| Subject: AAP: Fight world poverty to end
terrorism, says UN rep
AAP NEWSFEED
July 8, 2003, Tuesday
Fight world poverty to end terrorism, says UN rep
By Kim Arlington
SYDNEY, July 8
Australia may be near the top of the table of the world's most
developed countries, but many of our nearest neighbours are languishing
near the bottom of the list, a new report shows.
The table, released today in the 2003 United Nations Human Development
Report, measures life expectancy, educational attainment and adjusted real
income in 175 countries.
Australia has jumped one spot since last year to fourth place in the
table behind Norway, Iceland and Sweden.
But it is the countries nearer the bottom of the table that are of most
concern to the UN.
Among them is Australia's closest neighbour Indonesia (112 on the
list), the Solomon Islands (123) and Papua New Guinea (132).
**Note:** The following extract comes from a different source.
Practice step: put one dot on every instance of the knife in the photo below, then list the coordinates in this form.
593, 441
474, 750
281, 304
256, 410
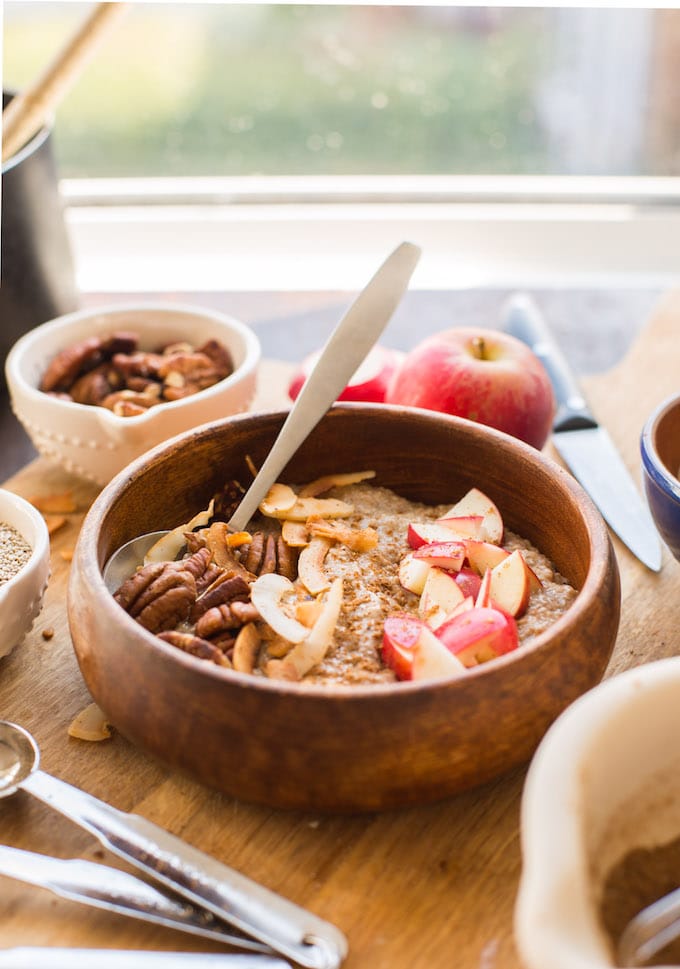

Newly-independent East Timor was not mentioned, but with 41 per cent of
its citizens surviving on less than 55 cents a day, a life expectancy of
57 years and a 43 per cent literacy rate, it is among the world's 20 least
developed nations.
East Timor's Foreign Minister, Jose Ramos Horta, today called for
greater international efforts to end poverty and inequality.
UN member nations have committed to achieving eight Millennium
Development goals - including ending extreme poverty and hunger, realising
universal primary education and reducing child mortality - by 2015.
But Mr Horta, in Sydney for today's UN report launch and to open the
East Timorese consulate tomorrow, said "shared responsibility"
was needed to achieve these goals.
The whole international community, as well as the private sector, had
to work with the UN and its agencies, he said.
"Major private sector corporations are realising or accepting
their own responsibility in sharing the burden of addressing the issues of
social injustice (and) economic disparity in the world," he said.
He added unfair trade agreements were "one of the greatest
obstacles to development and progress in the developing countries" -
especially ones like East Timor, where 70 per cent of the workforce is
employed in agriculture.
UN special representative in East Timor, Sukehiro Hasegawa, said the
world "is facing an acute development crisis" and developed
nations had to provide more assistance to poorer countries.
Aid for development should not be sacrificed to the war against terror,
Mr Hasegawa said. "There is no competition between the fight against
terrorism and the eradication of poverty and hunger," he said.
"Reducing poverty contributes to a safer world.
"It would be almost impossible to prevent the birth and the growth
of new terrorists unless we can create a global society that provides
disadvantaged groups of people ... with access to education, health and
other basic requirements for our human development."